22.9.22

Kırkar kırkar

Kırk küp, kırkının da kulbu kırık küp.

Kırk kırık kulp, kırkının da küpü delik kulp.



Kurak bir ülkede, kalbi kırık bir deli, kulbu kırık kırk küpe kırk delik açmış,


Kırk akıllı, kırk yıl uğraşmış tıkayamamış.


Deli delmiş, dellenmiş.


Delik küplerin kırık kulpları küpelenmiş.

Çan Çin Çon

Çın çın çınlıyor sözcükler,

Yalçın kayalardan boşluğa atlayan bir laçının kanatlarında.

“Açın” diyorum kapıları, kapışalım,

“Açın, sevdiklerinizin başı için!”

Çantada keklik mi bütün işleriniz, düşleriniz

Niçin koçanlarla dolu cepleriniz ve kaçın kurası bu yazdan kalma göğünüz?

Çanak tutuyor bu gurup, bu turuncu, yeni dilimlenmiş çatır çatır bir kabağın mis kokusuna.

Sonbahar geldi, yaz geçti,

Siz de geçin!

Geçin oturun, çan çan konuşun,
-Çince mi Çonca mı artık neyse-

Ben nasılsa dinlemiyorum.




16.8.20

Hiç Yok

Neden "hiç yok" deriz? Bir şey yoksa hiç değil midir zaten?

“Hiç yok”un bir derece üstü “yok denecek kadar az” olabilir mi örneğin? Onun yerine de “hiç denecek kadar yok” denebilir belki??

Çok az olan bazı şeyleri yok saymaktan doğuyor bütün bu karmaşa aslında.

Bakın “yok saymak” da bir başka kara delik... Olmayan şeyi nasıl sayacağız? O “saymak” benim ima ettiğim “saymak” değil, öyle değil mi? Farz etmek orada kastedilen, biliyorum; yani varsaymak.

Bu durumda “yok saymak”, “yok farz etmek” yani “yok varsaymak” mı oluyor nihayetinde? Nasıl oluyor?

Şimdi durduk yerde, böyle deli saçması sorular sormanın gereği var mı peki? Aslında hiç yok!




25.3.19

Dol-

Zengin, dolu dolu ürettiren bir kök bu.
Bakın şimdi:

Dolmak
Dolma
Dolmuş
Dolu
Dolgu
Dolgun
Dolunay (tamam, tolunay'dan gelmiş ama...)
Dolay
Dolap
Dolak
Dolama
Dolamık
Dolambaç
Dolan ('Yalan dolan'daki gibi)
Dolandırıcı
Dolanmak
Dolaşmak
Dolaşım





9.5.18

Öğrenmek, öğretmek...

Öğrenmek fiilinden türemiş 'Öğretmen' varsa, neden 'Öğrenmen' yok??
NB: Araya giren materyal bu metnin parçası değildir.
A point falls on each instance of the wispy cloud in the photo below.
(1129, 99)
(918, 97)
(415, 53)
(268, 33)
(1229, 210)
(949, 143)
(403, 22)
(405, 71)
Aynı biçimde, 'Öğrenici' varsa neden 'Öğretici' değil?

Hadi, i düştü ve 'Öğrenci' oldu diyelim. Bari 'Öğretci' olsaydı.

:  (

16.3.18

H

Hazan, Hazin ve Hüzün'ün kızkardeşi Üzüntü.




31.7.17

Direk

Direk çok ama çok onurlu bir tekilliktir.

Bakın şimdi, kürek var değil mi, küremekten hani.

Küremeye yarar bir nesnedir.

Direk peki?

Diremek'ten midir gelişi, duruşu?

Dirlik sözcüğünün de belki kuzeni hatta öz kardeşi, ikiz kardeşi.

Dir-en-mek keza.

Direk, direnmeye yarar bir tekilliktir işte. Öyle, kendi başına, upuzun, göğe göğe..

Dimdirek'e hiç ama hiç yanaşmayacağım hele.

9.7.17

İçki

Sıkıntılı birkaç sözcük ve ilişkileri...

İçki, birincisi.

Sanırım hemen düşündüğümüz, içki sözcüğünün 'içmek' eyleminden geldiğidir.

'İçilen şey' anlamına çıktığıdır yani.

O zamaaan, af buyrun, 'dışkı' nereden geliyor?

'Dışmak' eyleminden mi? 'Dışılan şey' anlamından mı yani?

Dışmak diye bir şey mi var peki? Yine af buyrun, 'sıçmak' ne oluyor o halde?
Yahut, 'dışmak' gide gide 'sıçmak' haline mi gelmiş?
Tut ki öyle, niye 'sıçkı' denmiyor da dışkı deniyor?
Bıçkı - bıçmak ilişkisindeki gibi kullanılabilirdi.
(Atlamayalım bu arada, 'ilişki' de ilişmekten geliyor zaten.)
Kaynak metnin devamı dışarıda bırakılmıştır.